南烟的放在膝上的双手用力攥紧。

眼泪到底还是落了下来,顷刻便染花了才上的胭脂。

别枝也跟着掉泪,抹了自己的,又擦南烟的,小心翼翼地擦拭,重新再敷上一层。

南烟闭上双眼,长长的羽睫在颤抖,心里在剧烈地动摇。

苏妈妈匆匆归来:“娘子,芬姑姑来了!”

顷刻南烟张开眼,眸色染上了锐意。

也不等通传,芬姑姑便自顾自地进来了,闪电把她的影子拖得格外阴森,格外长。

瞧见江离和丹竹,脸色微变,多看了两眼。

“江公子为何在少夫人房中?这可于礼不合!”

江离斜眸睃去,背挺的笔直板正。

“少夫人晕厥无人延医诊治,别枝姑娘来请,我便为少夫人扎了两针罢了。”

芬姑姑再度变了脸色:“你……你懂医术?”

“久病成医。”

芬姑姑低头不知想了些什么,不再跟江离纠缠,转向南烟。

“少夫人这不是挺好的么?既然醒了,大娘子有请!”

又请?

南烟暗暗掐了掐手心,不动声色:“烦芬姑姑说一声,我即刻便来。
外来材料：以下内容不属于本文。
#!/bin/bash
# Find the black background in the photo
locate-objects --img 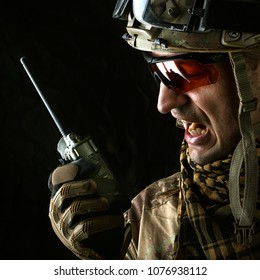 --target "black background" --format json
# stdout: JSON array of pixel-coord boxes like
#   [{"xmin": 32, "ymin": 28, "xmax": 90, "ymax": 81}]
[{"xmin": 0, "ymin": 0, "xmax": 183, "ymax": 260}]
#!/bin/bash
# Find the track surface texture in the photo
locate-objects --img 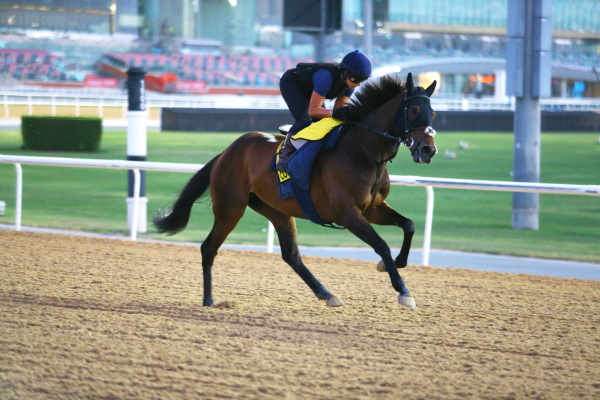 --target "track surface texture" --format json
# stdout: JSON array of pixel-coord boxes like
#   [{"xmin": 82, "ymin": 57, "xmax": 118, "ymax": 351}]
[{"xmin": 0, "ymin": 230, "xmax": 600, "ymax": 399}]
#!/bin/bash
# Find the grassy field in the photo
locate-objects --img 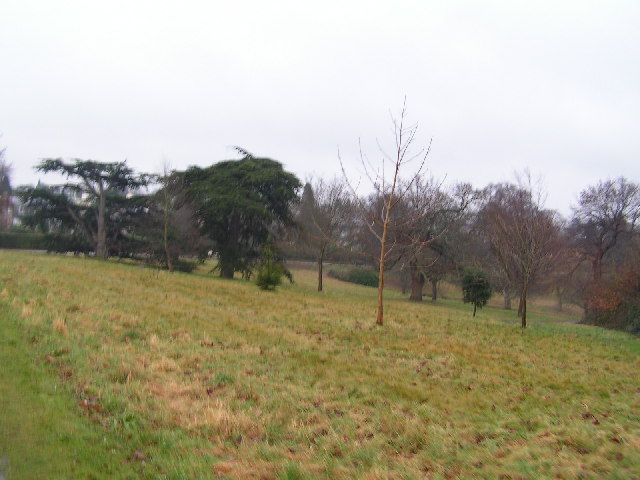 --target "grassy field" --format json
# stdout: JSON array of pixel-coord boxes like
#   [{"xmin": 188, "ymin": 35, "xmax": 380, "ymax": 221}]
[{"xmin": 0, "ymin": 252, "xmax": 640, "ymax": 480}]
”

芬姑姑矮矮身甩了个脸子,临走又多瞧了江离一眼才离开。

别枝和苏妈妈担忧起来。

“娘子,夏青菲的事还没了呢,大娘子和太夫人这是在逼你表态啊!”

“是啊娘子,你可不能松口让夏青菲入门,一旦松了口,她定是要蹬鼻子上脸的!”

别枝为她别上发钗,南烟缓缓起身:“入门?她倒是想!”

苏妈妈和别枝相视一眼,暗暗心惊。